Ils s’organisèrent sous la forme d’une guérilla, cachant des objets dans des lieux publics et les faisant tomber et s’écraser sur le sol devant le plus grand nombre de personnes possible. Mais en général, les passants continuaient leur chemin, accélérant leur marche, se désintéressant complètement de ce qui s’était passé. Lorsque ces actes – catalogués comme «terroristes» – se multiplièrent, le gouvernement organisa une force spéciale dont le but était de capturer les membres de ce groupe. Grâce à une impressionnante opération comprenant des troupes terrestres, aériennes et quelques agents infiltrés, ils réussirent à capturer la plupart des subversifs.

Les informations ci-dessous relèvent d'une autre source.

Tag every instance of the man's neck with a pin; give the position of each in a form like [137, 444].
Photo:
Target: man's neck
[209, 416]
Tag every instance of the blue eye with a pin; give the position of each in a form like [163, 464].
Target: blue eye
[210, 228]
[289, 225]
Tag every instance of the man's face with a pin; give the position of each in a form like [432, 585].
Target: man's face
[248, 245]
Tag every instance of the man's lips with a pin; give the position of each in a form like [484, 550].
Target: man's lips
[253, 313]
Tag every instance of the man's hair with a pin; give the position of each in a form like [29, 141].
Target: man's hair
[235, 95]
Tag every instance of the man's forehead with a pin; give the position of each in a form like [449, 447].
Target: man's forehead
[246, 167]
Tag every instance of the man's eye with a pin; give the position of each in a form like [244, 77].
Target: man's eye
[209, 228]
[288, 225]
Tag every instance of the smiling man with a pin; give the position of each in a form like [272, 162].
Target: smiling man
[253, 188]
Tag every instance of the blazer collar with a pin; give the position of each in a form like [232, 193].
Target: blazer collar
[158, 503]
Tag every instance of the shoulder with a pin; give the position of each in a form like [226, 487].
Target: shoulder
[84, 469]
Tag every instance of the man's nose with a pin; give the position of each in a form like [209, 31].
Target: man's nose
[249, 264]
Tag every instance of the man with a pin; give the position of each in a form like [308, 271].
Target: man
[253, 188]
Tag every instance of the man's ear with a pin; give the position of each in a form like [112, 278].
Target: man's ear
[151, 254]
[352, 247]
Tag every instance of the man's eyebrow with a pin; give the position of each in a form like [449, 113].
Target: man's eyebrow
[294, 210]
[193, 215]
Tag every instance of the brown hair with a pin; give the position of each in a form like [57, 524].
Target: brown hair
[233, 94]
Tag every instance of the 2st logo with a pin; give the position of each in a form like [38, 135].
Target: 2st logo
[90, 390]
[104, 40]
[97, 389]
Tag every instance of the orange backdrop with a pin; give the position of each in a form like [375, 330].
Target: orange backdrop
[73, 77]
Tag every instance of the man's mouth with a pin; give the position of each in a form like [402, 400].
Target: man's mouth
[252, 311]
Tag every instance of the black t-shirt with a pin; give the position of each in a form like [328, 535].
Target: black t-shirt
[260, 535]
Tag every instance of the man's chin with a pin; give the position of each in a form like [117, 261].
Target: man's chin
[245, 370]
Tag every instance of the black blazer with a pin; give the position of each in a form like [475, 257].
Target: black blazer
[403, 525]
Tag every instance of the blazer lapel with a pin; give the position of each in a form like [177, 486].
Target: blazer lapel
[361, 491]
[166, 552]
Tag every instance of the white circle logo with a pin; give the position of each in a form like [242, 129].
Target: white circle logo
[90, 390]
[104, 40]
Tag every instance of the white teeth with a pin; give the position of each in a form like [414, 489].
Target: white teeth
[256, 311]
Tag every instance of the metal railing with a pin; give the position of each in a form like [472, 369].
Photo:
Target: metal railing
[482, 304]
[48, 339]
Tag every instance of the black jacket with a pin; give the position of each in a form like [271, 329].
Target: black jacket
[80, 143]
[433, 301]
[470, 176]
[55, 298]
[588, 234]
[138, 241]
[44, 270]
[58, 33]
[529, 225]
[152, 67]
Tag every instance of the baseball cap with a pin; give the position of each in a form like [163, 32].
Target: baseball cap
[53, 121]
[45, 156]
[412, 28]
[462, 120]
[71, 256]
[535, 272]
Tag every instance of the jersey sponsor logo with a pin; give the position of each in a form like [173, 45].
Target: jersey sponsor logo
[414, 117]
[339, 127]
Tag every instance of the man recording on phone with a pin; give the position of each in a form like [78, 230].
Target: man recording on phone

Lors d’un événement public, tenu sur la terrasse d’un bâtiment de taille moyenne au centre de la capitale, furent lues les graves accusations portées contre les dix individus qui «avaient trahi les valeurs de la Nation et du peuple» et comme châtiment exemplaire et implacable, on les jeta – yeux bandés – du sommet de cet immeuble. Quand les corps tombèrent sur l’asphalte, presque sans faire de bruit, de nombreuses personnes secouèrent la tête et quittèrent les lieux, quelque peu soulagées.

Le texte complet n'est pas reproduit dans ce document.